Sind Sie bereit, mit weiteren Abgeordneten ein Verfahren der abstrakten Normenkontrolle gegen § 20 Abs. 6 Satz 5 EStG einzuleiten?
Sehr geehrter Herr Heilmann,
herzlichen Glückwunsch zu Ihrem Erfolg beim BVerfG.
Sie kennen vermutlich die Verlustrechnungsbeschränkung des § 20 Abs. 6 Satz 5 EStG für Termingeschäfte. Es ist unzweifelhaft, dass die Regelung gegen Art. 3 Abs 1 GG verstösst.
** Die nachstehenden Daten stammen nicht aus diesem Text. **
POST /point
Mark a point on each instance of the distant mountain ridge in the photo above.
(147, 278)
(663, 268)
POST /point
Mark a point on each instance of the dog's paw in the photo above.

Sie führt zu Steuern auf Verluste oder Steuersätzen > 100%.
Beispiel:
Gewinne: 100.000 Euro
Verluste: 120.000 Euro
Steuer: 20.000 Euro
Den ähnl. § 20 Abs. 6 Satz 4 EStG (Aktien) hat der BFH 2020 dem BVerfG vorgelegt, wegen eines Verstosses gegen Art. 3 Abs 1 GG. Spätestens da war klar, dass Satz 5 auch verfassungswidrig ist.
Mit dem ZuFinG sollten o.g. 2 Sätze aufgehoben werden, das Kanzleramt strich es.
Ein Viertel der Mitglieder des Bundestages hat gemäß Art. 93 Abs. 1 Nr. 2 GG die Möglichkeit, ein offensichtlich verfassungswidriges Gesetz dem BVerfG vorzulegen.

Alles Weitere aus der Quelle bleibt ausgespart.